Try alcoholics anonymous -- they do have a website and i believe a chat, also.

You are in dangerous terrritory. Alcoholism isn't fun, or pretty. It affects not only YOUR life but the lives of everyone around you -- such as those who love you.

Please get help.. try AA

sending all best wishes i can!

I would say just don't drink at all, one drink leads to another and another and another, been there done that, now I'm clean, haven't had a drink in over a year now, except for the grape juice shot in church once a month.

go to a free rehabillition center if you do not want to stay, they will offer counsling

Based on your question, you may have to limit your alchohol intake to zero. A little is okay, but a lot destroys your brain and your body. Some people have the ability to drink a few and walk away, others don't. You don't seem to have that ability so I would recommend you seriously consider walking away from it completely. It won't take long at all before you don't even miss it.

Your question sounds like you believe that you have a drinking problem and I would agree with you. For a person like you there is NO WAY to learn how to drink responsibly. Stop drinking altogether. My husbands drinking ruined our marriage and permanently screwed up his relationship with his daughter. He has also lost all of his friends because of it. Do you want that to happen to you? Do you want that to be your future? I would also suggest that you attend some AA meetings for support. AA is totally anonymous and no one need know you are attending meetings. There you will find others who understand what you are going through and are more than willing to help you. You may not like labelling yourself an alcoholic but anyone with a drinking problem is an alcoholic no matter how much they deny it.

http://en.wikipedia.org/wiki/Serenity_Pr...

OK! I've got this one.
It all depends on 'why' you drink. If you, like everyone else, have self esteem problems, past hurt problems, etc., as soon as you take a drink you are waiting for the high.
Then you say to yourself, "yea, I should be able to drink all I want, after all, bla, bla, bla.
Or you'll say, "I'll be a lot more fun to be around if I'm drunk".
But if you will eliminate these 2 reasons or excuses for getting drunk on your ___, you can just relax and have just as much fun with a few drinks. Drink two, then just nurse that second one for a long time, and then the third if you have another.
This should take care of your problem without making you think you have to give up drinking altogether. Just keep an
eye on what your 'brain talk' is. Being aware of it takes away it's power to control your actions.
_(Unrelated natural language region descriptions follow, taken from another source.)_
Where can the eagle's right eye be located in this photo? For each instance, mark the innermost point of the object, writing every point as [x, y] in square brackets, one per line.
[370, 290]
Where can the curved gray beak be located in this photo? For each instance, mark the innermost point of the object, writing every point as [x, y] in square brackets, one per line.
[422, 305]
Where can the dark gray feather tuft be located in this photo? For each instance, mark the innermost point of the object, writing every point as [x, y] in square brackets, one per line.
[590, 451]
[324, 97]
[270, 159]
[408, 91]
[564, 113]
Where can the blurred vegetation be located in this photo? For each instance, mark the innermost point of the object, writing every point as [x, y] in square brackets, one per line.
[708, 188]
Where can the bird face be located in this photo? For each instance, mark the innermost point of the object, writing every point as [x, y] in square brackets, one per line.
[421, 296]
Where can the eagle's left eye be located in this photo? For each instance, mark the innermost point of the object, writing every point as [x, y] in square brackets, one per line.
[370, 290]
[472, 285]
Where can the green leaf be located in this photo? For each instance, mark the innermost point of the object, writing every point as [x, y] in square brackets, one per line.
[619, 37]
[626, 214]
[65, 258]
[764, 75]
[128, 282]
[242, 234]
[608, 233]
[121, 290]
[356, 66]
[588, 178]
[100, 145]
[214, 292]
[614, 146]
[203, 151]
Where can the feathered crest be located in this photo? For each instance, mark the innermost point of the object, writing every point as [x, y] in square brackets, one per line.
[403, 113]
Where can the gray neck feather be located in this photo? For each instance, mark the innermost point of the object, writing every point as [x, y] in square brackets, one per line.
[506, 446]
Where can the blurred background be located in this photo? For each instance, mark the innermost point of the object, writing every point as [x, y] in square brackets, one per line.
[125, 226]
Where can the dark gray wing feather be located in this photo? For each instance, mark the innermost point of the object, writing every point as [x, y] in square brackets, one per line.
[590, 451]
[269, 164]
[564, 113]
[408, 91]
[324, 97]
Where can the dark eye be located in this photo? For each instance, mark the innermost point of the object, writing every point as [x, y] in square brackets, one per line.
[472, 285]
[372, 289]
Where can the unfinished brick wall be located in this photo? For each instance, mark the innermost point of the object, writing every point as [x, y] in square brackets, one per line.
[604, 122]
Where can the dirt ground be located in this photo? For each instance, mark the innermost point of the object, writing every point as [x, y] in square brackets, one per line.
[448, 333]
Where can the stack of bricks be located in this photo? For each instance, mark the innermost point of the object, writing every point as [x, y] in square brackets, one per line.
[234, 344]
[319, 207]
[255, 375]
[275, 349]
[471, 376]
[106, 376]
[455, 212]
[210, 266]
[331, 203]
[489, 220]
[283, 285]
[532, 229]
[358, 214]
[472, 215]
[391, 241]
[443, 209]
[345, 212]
Do yourself a favor, please contact A.A. You sound like too nice a person to get caught up in booze.

By the very nature of your asking this question, you most likely have a drinking problem. If you are drinking alone, and are having these problems, then you need to abstain from drinking altogether, but if these problems are the result of your being young, and trying to be someone you are not in a collegiate/party setting a night or two a week, then you may just need to better educate yourself on the dangers of alcohol. You may also be allergic to alcohol, this is very common among some people of asian and native american descent.

I would also suggest, if you must drink, to choose a beverage (and only drink this beverage) such as a wine, or thick beer, that you can learn to appreciate, and drink slowly. You will find this more fulfilling, and a good excuse to your friends as to why you do not drink to excess.